I am not advocating for in-person schooling to occur if it cannot be done safely. Our first priority must be on the safety of our students and our educators. My argument is, simply, we cannot forego that familial foundation at the beginning of the year that is crucial to effective student engagement and ownership of learning.

Without it, a transactional education will allow many of our students to become mediocre participants in learning, and it will also put minorities and poverty-stricken children in an even more dangerous place. The absence of in-person, or relational, academics only contributes to the gap in learning in these at-risk groups. According to an article posted in January 2019 at Inside Higher Ed, titled “Takedown of Online Education,” online education fails when teachers and students have no real-time contact.

However, when there are opportunities for greater interaction with an instructor, especially in hybrid teaching models, students perform better and hold themselves more accountable for the work they produce.

Without that relational element, even on a small scale, online learning is transactional, at best.

We must find ways to have students own their learning, especially with there being limitations in our face-to-face meetings.

At the beginning of each year, I introduce the acronym WIIFM to my students, and I encourage them to embrace a very selfish “What’s In It For Me” mentality in everything we do. It invites them to own the material we discuss in class and make it relevant to their own lives: where they’ve been, who they are, and where they are going.

Throughout the year, my students tell me they are “WIIFMing” the material, or the point another student is making, or the epiphany they are experiencing in synthesizing content between English and other classes.

The question for teachers in my neighborhood, in my county, in our state, and across the nation is clear: How do we have our students embrace a WIIFM approach to education when the relational component established at the beginning of the school year is clearly missing?

In my other class, journalism, the students knew each other well, even though their ages spanned the four-year spread of high school. They understood their needs, their nuances, their strengths because they had worked closely together for 6 months in an environment that encouraged mutual trust and respect. They thrived in those last two months simply because the team dynamic was already firmly in place. It’s the relational foundation that made this possible.

If and when our classes begin outside of the classrooms in the fall of the new school year, and as teachers are meeting their students for the first time in little video boxes on aging school-issued laptops, we will need to be mindful of how we make education a relational experience. Some students will step up, embrace the WIIFM mantra, and take good care of themselves. But many will rely on a solely transactional relationship of points and deadlines, based on bare minimums in playing the game of pass and fail. We might be able to figure out the logistics and schedules of making sure everybody gets an equitable, educational experience, but the bigger issue we all need to consider now is how we make those experiences relational from the beginning.

An ideal scenario would be having students somehow meeting their teachers – in person – prior to or in the first week of classes. Even though the meet-and-greet will be an event that upholds all the measures of social distancing and the use of face coverings, we need an opportunity to meet our students, and they need the opportunity to meet us.

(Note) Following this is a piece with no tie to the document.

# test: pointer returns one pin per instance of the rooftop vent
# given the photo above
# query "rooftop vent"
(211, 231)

I’m throwing around a hundred different ideas that all seem ideal on paper, like each child sharing a 60-second infomercial on who they are, and what they look forward to in the coming year. But I know that this doesn’t work for all students, for many valid reasons. Technology, privacy issues, and home environments all lead to limitations that can’t easily be fixed for short home movies, not to mention the challenges we might face with authenticity and truth.

But we must find a way for that community to be built not on a screen but in real time, in a real place face to face (or even mask to mask). Our learning environment established early in September must be genuine, where we all have the courage to WIIFM the experience and take our learning seriously, and for all the right reasons.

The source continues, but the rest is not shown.